Se réinventer

Denis Coderre a vite vu, au lendemain de l’élection de novembre 2013, la précarité de sa position. Élu maire avec seulement 31,8 % des voix, il était au surplus minoritaire au sein du conseil. Si d’aventure Projet Montréal et le parti Vrai changement pour Montréal de Mélanie Joly décidaient de s’allier, son administration risquait la paralysie. D’où sa stratégie d’intégrer à son administration des élus de Coalition Montréal et de voler à Projet Montréal son chef, Richard Bergeron. Résultat, ce parti qui a le statut d’opposition officielle est aujourd’hui sur la défensive.

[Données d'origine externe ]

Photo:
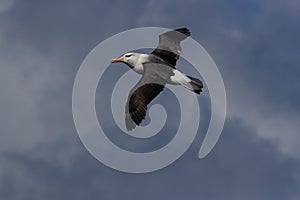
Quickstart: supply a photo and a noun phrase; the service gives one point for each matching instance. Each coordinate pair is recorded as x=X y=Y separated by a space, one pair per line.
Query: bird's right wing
x=168 y=47
x=150 y=85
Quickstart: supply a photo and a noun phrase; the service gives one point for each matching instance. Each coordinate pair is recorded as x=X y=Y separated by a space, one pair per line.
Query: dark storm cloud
x=253 y=43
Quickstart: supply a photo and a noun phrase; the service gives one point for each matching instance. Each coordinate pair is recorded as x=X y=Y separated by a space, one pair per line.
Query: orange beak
x=120 y=59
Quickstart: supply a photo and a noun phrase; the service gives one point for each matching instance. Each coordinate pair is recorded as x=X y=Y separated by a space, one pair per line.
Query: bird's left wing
x=168 y=47
x=150 y=85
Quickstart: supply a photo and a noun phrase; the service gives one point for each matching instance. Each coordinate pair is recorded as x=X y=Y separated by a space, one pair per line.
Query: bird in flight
x=157 y=69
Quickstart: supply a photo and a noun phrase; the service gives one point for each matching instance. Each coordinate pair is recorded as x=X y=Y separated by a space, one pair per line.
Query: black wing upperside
x=168 y=47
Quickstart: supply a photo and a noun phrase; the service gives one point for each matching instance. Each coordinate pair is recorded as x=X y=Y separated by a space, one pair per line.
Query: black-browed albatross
x=158 y=69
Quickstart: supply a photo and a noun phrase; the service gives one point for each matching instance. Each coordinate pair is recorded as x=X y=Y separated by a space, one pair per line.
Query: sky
x=255 y=46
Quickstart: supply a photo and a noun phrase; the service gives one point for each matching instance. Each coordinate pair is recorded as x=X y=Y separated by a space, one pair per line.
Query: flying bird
x=157 y=69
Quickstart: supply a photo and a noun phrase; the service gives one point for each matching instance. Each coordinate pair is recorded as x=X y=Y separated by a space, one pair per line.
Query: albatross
x=157 y=69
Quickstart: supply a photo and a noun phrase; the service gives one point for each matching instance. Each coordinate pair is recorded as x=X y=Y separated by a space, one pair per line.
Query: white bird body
x=158 y=69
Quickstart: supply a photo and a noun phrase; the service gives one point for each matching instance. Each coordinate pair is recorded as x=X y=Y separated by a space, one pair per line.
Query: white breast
x=139 y=68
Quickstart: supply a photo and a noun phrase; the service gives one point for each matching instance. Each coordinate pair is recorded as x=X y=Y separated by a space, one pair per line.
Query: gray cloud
x=253 y=43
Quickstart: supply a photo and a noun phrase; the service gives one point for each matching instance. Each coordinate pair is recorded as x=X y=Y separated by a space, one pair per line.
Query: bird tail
x=194 y=84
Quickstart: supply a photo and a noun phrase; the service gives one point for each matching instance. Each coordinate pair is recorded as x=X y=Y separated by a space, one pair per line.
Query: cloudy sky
x=256 y=47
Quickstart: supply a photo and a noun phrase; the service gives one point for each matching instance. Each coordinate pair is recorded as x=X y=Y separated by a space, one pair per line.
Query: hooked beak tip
x=114 y=60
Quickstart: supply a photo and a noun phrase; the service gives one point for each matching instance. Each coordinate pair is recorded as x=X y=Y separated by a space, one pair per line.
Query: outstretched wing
x=169 y=45
x=150 y=85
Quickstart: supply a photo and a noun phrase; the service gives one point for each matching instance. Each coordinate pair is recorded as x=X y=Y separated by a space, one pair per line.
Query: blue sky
x=255 y=45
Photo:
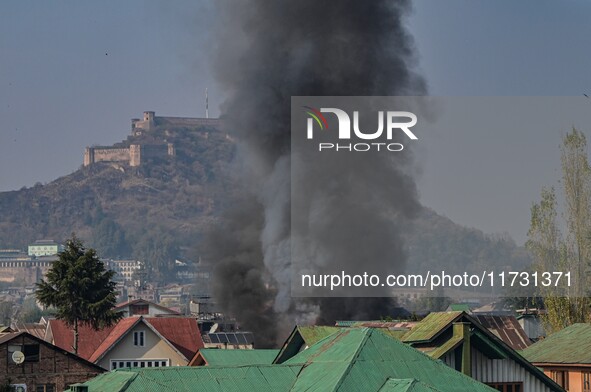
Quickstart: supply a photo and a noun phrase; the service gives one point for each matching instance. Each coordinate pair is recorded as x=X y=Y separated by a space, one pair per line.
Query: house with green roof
x=461 y=342
x=223 y=357
x=565 y=356
x=351 y=359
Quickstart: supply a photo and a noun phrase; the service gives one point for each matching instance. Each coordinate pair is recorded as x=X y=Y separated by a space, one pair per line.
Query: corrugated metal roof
x=431 y=326
x=214 y=357
x=356 y=357
x=314 y=333
x=506 y=328
x=196 y=379
x=406 y=385
x=572 y=345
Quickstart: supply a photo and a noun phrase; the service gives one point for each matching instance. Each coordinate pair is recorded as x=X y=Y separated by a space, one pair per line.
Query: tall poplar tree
x=80 y=288
x=554 y=251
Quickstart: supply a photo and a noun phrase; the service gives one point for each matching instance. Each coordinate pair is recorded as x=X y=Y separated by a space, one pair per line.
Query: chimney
x=463 y=330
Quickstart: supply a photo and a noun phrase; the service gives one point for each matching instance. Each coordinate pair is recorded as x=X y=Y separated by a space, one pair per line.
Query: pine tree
x=80 y=288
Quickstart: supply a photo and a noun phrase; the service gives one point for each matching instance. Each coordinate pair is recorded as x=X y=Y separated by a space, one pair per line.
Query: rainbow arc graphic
x=316 y=115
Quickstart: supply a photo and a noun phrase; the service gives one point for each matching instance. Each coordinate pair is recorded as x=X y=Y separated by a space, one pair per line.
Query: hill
x=161 y=210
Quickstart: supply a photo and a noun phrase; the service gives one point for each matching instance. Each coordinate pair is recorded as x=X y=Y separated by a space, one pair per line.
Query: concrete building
x=45 y=248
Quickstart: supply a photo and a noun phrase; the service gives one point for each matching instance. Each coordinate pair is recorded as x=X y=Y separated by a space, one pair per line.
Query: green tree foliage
x=554 y=250
x=6 y=312
x=80 y=289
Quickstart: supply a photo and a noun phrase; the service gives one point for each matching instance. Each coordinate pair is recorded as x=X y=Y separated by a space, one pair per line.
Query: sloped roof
x=146 y=302
x=506 y=328
x=33 y=328
x=368 y=357
x=431 y=326
x=302 y=336
x=406 y=385
x=215 y=356
x=181 y=332
x=351 y=359
x=436 y=323
x=4 y=338
x=114 y=336
x=571 y=345
x=88 y=339
x=262 y=378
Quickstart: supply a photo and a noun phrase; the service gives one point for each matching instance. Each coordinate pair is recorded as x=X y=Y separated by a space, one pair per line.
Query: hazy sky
x=73 y=74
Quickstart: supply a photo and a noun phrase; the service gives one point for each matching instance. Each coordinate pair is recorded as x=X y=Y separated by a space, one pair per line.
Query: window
x=31 y=352
x=561 y=378
x=139 y=309
x=586 y=381
x=138 y=338
x=507 y=386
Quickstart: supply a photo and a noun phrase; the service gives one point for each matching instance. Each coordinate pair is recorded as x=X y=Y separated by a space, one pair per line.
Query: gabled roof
x=141 y=301
x=406 y=385
x=115 y=335
x=572 y=345
x=428 y=331
x=351 y=359
x=365 y=356
x=303 y=336
x=506 y=328
x=431 y=326
x=5 y=338
x=182 y=333
x=197 y=379
x=220 y=357
x=36 y=329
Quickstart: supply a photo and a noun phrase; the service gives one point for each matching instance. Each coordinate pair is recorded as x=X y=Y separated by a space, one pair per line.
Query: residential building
x=506 y=328
x=127 y=270
x=142 y=307
x=238 y=340
x=462 y=343
x=45 y=248
x=565 y=356
x=351 y=359
x=217 y=357
x=33 y=364
x=134 y=342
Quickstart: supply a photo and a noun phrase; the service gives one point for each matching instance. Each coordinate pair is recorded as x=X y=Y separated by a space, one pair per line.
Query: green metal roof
x=459 y=307
x=215 y=356
x=314 y=333
x=357 y=359
x=406 y=385
x=350 y=360
x=197 y=379
x=430 y=326
x=570 y=345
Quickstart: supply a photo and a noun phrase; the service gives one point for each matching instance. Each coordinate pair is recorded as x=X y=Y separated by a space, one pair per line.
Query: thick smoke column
x=269 y=51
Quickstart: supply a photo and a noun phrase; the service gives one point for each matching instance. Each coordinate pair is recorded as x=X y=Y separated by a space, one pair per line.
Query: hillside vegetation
x=161 y=210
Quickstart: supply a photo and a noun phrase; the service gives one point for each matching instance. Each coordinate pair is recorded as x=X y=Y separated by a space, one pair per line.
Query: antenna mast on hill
x=206 y=104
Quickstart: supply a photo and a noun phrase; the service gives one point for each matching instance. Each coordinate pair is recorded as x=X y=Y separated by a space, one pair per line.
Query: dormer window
x=139 y=338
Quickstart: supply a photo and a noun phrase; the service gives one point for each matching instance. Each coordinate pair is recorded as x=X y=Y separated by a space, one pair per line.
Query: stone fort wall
x=135 y=154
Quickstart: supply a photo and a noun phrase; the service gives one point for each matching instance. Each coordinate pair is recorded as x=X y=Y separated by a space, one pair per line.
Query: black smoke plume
x=268 y=51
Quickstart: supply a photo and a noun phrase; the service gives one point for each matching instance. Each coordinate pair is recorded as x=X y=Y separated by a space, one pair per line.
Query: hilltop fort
x=139 y=147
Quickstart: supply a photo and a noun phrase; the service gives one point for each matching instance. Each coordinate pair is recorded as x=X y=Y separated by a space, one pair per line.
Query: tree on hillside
x=80 y=288
x=554 y=251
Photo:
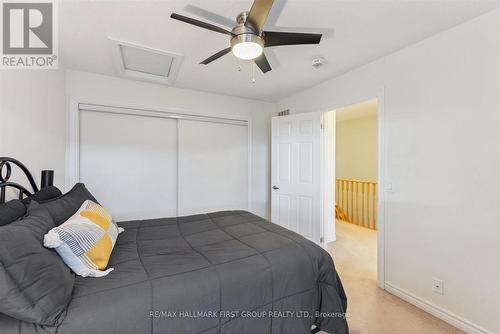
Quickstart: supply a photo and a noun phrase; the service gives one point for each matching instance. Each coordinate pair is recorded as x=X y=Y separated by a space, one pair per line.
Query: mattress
x=221 y=272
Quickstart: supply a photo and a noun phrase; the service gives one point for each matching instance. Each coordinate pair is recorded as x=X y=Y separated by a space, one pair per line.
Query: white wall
x=356 y=148
x=35 y=102
x=442 y=132
x=32 y=120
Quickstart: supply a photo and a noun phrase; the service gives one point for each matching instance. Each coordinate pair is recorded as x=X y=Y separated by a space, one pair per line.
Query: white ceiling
x=357 y=32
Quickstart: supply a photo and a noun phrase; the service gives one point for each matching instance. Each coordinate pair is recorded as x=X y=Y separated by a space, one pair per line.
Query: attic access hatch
x=143 y=63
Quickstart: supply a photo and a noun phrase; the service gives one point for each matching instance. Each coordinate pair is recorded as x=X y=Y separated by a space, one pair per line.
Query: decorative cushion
x=85 y=241
x=35 y=285
x=63 y=207
x=44 y=194
x=11 y=211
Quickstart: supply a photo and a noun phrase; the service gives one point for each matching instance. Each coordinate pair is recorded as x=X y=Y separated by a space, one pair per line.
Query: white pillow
x=85 y=241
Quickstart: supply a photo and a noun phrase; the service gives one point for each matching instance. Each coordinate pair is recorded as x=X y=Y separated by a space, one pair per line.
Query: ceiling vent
x=144 y=63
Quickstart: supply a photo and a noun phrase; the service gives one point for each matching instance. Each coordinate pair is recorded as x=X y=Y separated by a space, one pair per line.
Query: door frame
x=379 y=94
x=72 y=165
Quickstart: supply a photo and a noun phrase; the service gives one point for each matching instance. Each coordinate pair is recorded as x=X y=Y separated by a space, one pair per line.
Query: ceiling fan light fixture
x=247 y=46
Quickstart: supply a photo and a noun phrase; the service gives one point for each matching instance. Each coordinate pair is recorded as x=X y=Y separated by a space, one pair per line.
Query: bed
x=220 y=272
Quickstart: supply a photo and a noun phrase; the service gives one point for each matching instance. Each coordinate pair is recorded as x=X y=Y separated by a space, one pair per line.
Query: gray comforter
x=224 y=272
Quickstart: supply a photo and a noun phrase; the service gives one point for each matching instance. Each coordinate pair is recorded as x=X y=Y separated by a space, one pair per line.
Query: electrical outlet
x=437 y=286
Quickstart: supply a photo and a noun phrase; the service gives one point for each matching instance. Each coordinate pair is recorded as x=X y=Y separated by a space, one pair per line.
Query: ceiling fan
x=248 y=39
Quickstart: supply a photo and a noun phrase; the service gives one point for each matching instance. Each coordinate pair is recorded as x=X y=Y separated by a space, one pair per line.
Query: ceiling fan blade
x=276 y=38
x=200 y=23
x=216 y=56
x=258 y=14
x=263 y=64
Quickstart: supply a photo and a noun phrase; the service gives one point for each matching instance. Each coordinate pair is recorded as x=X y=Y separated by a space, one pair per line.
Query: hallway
x=371 y=309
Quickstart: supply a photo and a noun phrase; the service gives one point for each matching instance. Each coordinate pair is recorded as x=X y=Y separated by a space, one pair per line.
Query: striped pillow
x=85 y=240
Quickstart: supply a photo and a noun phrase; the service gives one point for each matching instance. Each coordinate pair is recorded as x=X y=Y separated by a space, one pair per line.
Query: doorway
x=303 y=191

Réunis en congrès le week-end dernier, les militants de Projet Montréal ont pris acte de la nécessité d’une remise en question. Leur décision d’attendre avant de se donner un nouveau chef est sage, voire de le recruter à l’extérieur des rangs du parti, comme le suggère Luc Ferrandez, le chef intérimaire qui a les invités à réinventer leur parti.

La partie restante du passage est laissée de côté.